Seattle experienced a record-setting high temperature of 96 degrees (F) yesterday, and with it came an unexpected lightning and thunder show. We don’t often see lightning here, so I was thrilled to sit in my living room with all the windows open and watch the display. And then I realized I should try to take a photo and see what happens. Here’s the result:

Lightning cropped

How did I make this shot?

First, I set up my Nikon D90 on a tripod and set it up on my deck facing the storm. I already had a Nikon 18-135mm lens on the camera, which was nice and wide to try to capture as much of the sky as I could. (I switched to a Sigma 10-20mm lens later, which gave me more sky but by then the storm had moved north out of my field of view.)

Since lightning happens so quickly, I couldn’t hope to trigger the shutter when a burst happened. Instead, I set the camera to Manual mode and dialed in a shutter speed of 30 seconds. There’s quite a bit of street light in my neighborhood (a major road runs past our house), so I cranked the aperture to f/18 to limit the amount of light that would come through the lens. That way, I hoped the sensor would better capture the flash and strike of lightning without as much ambient light.

Then I stood outside and pressed the shutter button (actually, a remote cable release to minimize camera shake) over and over in hopes of capturing something. This photo was actually the third frame I recorded. Here’s what it looks like unedited:

Lightning original

I imported the photos into Lightroom on my Mac and quickly reviewed and rated the 47 photos (using the techniques I recommend in my book, Take Control of Your Digital Photos on a Mac). Next, I chose this photo as the one to share and cropped it to highlight the lightning.

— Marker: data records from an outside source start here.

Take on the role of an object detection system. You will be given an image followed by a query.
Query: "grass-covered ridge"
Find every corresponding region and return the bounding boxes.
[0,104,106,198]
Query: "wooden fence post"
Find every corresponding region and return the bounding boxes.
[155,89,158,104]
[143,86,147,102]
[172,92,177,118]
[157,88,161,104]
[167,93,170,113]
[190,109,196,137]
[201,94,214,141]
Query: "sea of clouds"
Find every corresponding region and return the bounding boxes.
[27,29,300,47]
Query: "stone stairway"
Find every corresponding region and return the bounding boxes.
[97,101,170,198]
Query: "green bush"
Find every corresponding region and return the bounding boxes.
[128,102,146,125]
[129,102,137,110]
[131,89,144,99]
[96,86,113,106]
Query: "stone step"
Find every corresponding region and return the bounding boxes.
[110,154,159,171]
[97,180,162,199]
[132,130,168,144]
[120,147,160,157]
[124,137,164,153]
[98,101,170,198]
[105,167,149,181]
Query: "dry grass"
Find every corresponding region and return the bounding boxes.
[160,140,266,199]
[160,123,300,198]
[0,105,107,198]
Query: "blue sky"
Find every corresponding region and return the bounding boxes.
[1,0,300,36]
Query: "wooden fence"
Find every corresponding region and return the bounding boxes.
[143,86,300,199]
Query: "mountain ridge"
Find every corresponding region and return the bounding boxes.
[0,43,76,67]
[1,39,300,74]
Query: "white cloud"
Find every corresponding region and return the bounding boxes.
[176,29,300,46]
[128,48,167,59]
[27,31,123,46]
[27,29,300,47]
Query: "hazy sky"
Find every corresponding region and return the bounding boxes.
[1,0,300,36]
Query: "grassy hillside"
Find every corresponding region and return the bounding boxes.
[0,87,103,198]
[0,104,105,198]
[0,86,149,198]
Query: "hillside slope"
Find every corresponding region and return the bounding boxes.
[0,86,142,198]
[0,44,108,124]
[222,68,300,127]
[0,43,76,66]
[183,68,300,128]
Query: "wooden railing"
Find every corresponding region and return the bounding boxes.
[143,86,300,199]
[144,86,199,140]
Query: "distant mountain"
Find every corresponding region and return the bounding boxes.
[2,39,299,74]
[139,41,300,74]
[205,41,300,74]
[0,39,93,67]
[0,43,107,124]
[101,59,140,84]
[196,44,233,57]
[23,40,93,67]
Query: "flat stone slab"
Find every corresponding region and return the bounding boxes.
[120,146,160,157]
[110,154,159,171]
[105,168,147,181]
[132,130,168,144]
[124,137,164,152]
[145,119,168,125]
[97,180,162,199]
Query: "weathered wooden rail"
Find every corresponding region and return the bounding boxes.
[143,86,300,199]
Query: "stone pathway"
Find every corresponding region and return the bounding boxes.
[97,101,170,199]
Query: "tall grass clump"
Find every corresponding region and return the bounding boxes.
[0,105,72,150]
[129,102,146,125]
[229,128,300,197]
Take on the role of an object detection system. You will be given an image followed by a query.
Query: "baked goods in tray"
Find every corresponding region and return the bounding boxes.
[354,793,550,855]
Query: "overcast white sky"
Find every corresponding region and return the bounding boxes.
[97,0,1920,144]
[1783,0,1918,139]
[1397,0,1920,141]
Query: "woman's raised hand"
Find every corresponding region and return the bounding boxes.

Other than cropping, I didn’t do too much editing: I brought the white balance down to 4046 to remove the reddish cast in the clouds, and pushed the Clarity up to +57 to bring out more of the lightning. Lastly, as an experiment, I added a Radial Filter over the lightning area and increased the Highlights to 54 and nudged the Clarity just a bit more (to 19) to make the bolts really pop.

Lightning lightroom

The sensor in the Nikon D90 doesn’t compare as well as modern cameras, especially in darkness, so the shot is pretty grainy. I could have tried to remove noise, but I kinda like it.

The final step was to move the photo to a collection that I use for syncing with Lightroom mobile. On my iPhone, I opened the app and saved the image to the Camera Roll. That let me open it in Instagram and share it there.

It’s not a photo that will win any awards, but I had fun shooting (and standing outside as the air cooled from the storm—did I mention it was really warm?) and editing something to share.